Sin embargo, y quizás por una combinación de suerte, mérito defensivo o ambos factores simultáneamente, River logró mantener su valla invicta. Carabobo ensayó algunos intentos desde media distancia, buscando puntería en disparos de larga distancia, pero ninguno encontró el fondo de la red. Un factor decisivo en esta tarea defensiva fue la colaboración de Germán Pezzella, reconocido por su capacidad aérea, quien se posicionó estratégicamente frente a Viña, actuando como un segundo defensor improvisado específicamente para bloquear las posibles aproximaciones. Esta solidaridad táctica entre compañeros permitió que el improvisado guardavidas pudiera completar los minutos finales sin sufrir el gol del escarnio. Algunos recordaron, en ese contexto, la célebre jornada del 19 de mayo de 2021, cuando Enzo Pérez debió ocupar el arco contra Santa Fe, en una noche donde River también había enfrentado circunstancias excepcionales. Otros evocaron las lejanas anécdotas de futbolistas de campo que históricamente se han visto forzados a jugar en posiciones completamente ajenas a su formación.
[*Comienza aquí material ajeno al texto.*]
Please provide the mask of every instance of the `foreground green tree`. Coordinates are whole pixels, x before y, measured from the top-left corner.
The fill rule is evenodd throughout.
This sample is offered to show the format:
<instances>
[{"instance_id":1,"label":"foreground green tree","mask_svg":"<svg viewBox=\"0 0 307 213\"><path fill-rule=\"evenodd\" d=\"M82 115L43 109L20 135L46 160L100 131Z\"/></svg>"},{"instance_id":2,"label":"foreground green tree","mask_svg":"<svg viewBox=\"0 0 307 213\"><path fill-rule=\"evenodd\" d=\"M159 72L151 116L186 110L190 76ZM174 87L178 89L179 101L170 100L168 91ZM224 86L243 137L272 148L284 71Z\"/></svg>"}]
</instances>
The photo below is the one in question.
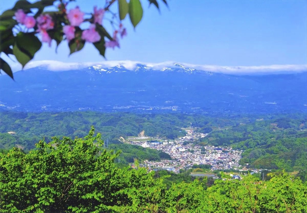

Con esta acción, Matías Viña ingresa en los registros históricos del club, no como un volante ofensivo o como un defensor talentoso, sino como el hombre que debió improvisar en el puesto más delicado del campo. Esta noche quedará registrada en la memoria colectiva de la institución como una de esas jornadas donde el fútbol, en su esencia más cruda, reveló su capacidad para generar situaciones que desafían la lógica convencional.
Proyecciones: la vuelta a la normalidad y el regreso de una leyenda
Mirando hacia adelante, el foco se desplaza nuevamente hacia Santiago Beltrán y su futuro inmediato como arquero titular. La apelación de River ante los organismos de la Confederación Sudamericana determinará si existe posibilidad de revertir la expulsión, aunque las probabilidades en estos casos suelen ser limitadas. Más allá de esta cuestión, existe la perspectiva táctica del técnico respecto a cuándo permitir el regreso de Franco Armani a la portería. La próxima jornada de competencia en la Copa Sudamericana podría representar el escenario propicio para que la leyenda vuelva a ocupar el lugar que históricamente ha sido suyo. Armani, quien ha defendido estos colores durante años y se retira próximamente, podría tener la oportunidad de cerrar su ciclo nuevamente como figura principal.
Los hechos de esta noche encierran múltiples capas de análisis. Por un lado, está la cuestión arbitral y la interpretación de las normas, donde diferentes lecturas pueden llevar a conclusiones diversas sobre si la decisión fue correcta o no. Por otro, existe el aspecto administrativo y reglamentario, que expondrá las grietas del sistema cuando los cambios se agotan y surgen situaciones imprevistas. Finalmente, descansa el factor humano y la capacidad de adaptación que los futbolistas deben demostrar cuando las circunstancias los ponen en posiciones inesperadas. Las consecuencias de esta noche se ramificarán en diferentes direcciones: el resultado de la apelación en Conmebol, la continuidad de Beltrán como titular, el timing de la vuelta de Armani, y la forma en que este episodio se consolida en la narrativa institucional del club. Sea cual fuere el desenlace, quedará constancia de que el fútbol, en ocasiones, supera toda ficción.